Personally, I don’t have even a wee bit of Scottish blood (and I am absolutely
not a scotch-drinker), so my opinion doesn’t count for much. But what’s
striking to me is the fact that Scots as young as sixteen were allowed to vote
on their political future. (70% of them apparently supported independence.)

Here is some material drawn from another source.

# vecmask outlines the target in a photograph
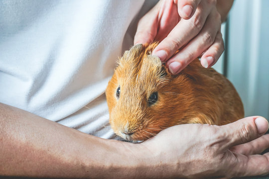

Sixteen-year-old voters? I can’t help thinking of an
outrageous movie from 1968, Wild in the
Streets, in which a twenty-four-year-old rock-n-roll millionaire named Max
Frost (played by the late Christopher Jones) is elected President of the United
States. How does that happen? I’ll tell
you, but consider this a great big Spoiler Alert. In the world of the movie,
52% of the U.S. population is under the age of 25, reflecting the huge Baby
Boom generation coming into its own in the late Sixties. Max, wildly championed
by this youthful demographic, signs on to help the Senatorial campaign of a hip
Kennedy-style candidate, Johnny Fergus (Hal Holbrook). Fergus is advocating that the voting age be
lowered from 21 to 18, to match the age at which young men are eligible for the
military draft. (This happened for real
in 1971.) But during a big campaign
rally, Max Frost throws the youth of America into a frenzy by arguing, via a
new song called “Fourteen or Fight,” that younger teens too should get the
vote.
The upshot is that, once every state but Hawaii has granted fourteen-year-olds the ballot, the federal government as we know it is
completely overturned. Under the influence of the L.S.D. that’s been added to
the D.C. water supply, Congress rewrites the Constitution, making Max eligible
to run for the presidency. Once he’s won, he proceeds to overhaul the social
system on his own terms. It seems Max has little use for the older generation,
as represented by his addled mother (Shelley Winters). He loudly rejects the
ravages of passing time, declaring, “I don’t want to live to be thirty. Thirty’s
death, man.”
Under Max’s leadership, all citizens who reach age thirty
face mandatory retirement. Anyone with the bad fortune to turn thirty-five is
shipped off to “Paradise,” a remotely-located retirement home where regular doses
of hallucinogens help keep folks in line. But, as the end of the film shows us,
the tide is about to turn. Super-Spoiler
Alert: the film’s last line belongs to a child who’s vowing, “We’re gonna put everybody over ten out of business.”
The darkly comic screenplay for Wild in the Streets was written by Robert Thom, based on his 1966 Esquire story, “The Way it All Happened,
Baby.” The producers were the American
International Pictures team of Samuel Z. Arkoff and Jim Nicholson, who had a
talent for bringing to America’s theatres and drive-ins the concerns of young
America. Though AIP backed many of Roger Corman’s greatest hits, Roger had
nothing to do with this film. (When trying to deal with similar themes in
1970’s Gas-s-s-s-s!, Corman ran afoul
of Arkoff and Nicholson’s increasingly conservative sensibilities, and they
never worked together again.)
But I well remember Robert Thom’s contribution to the
opening pages of Roger’s Death Race 2000.
He was sardonic, bitter, and brilliant. Somehow it seemed apt that we
discussed his work over lunch: for him a Rob Roy and a bloody plate of steak
tartare.
Wow - that's a meal I could and would skip every day and twice on Sunday. I took a poke at watching Wild in the Streets on the late show as a pre-teen or newly minted teen - I got bored and turned it off. I've since seen it in its entirety as an adult - it is indeed outrageous - and well worth a watch - if only as a time capsule.
ReplyDeleteI agree, Mr. C. Note how Bob Thom's drink of choice coincidentally repeats the Scottish theme of this post.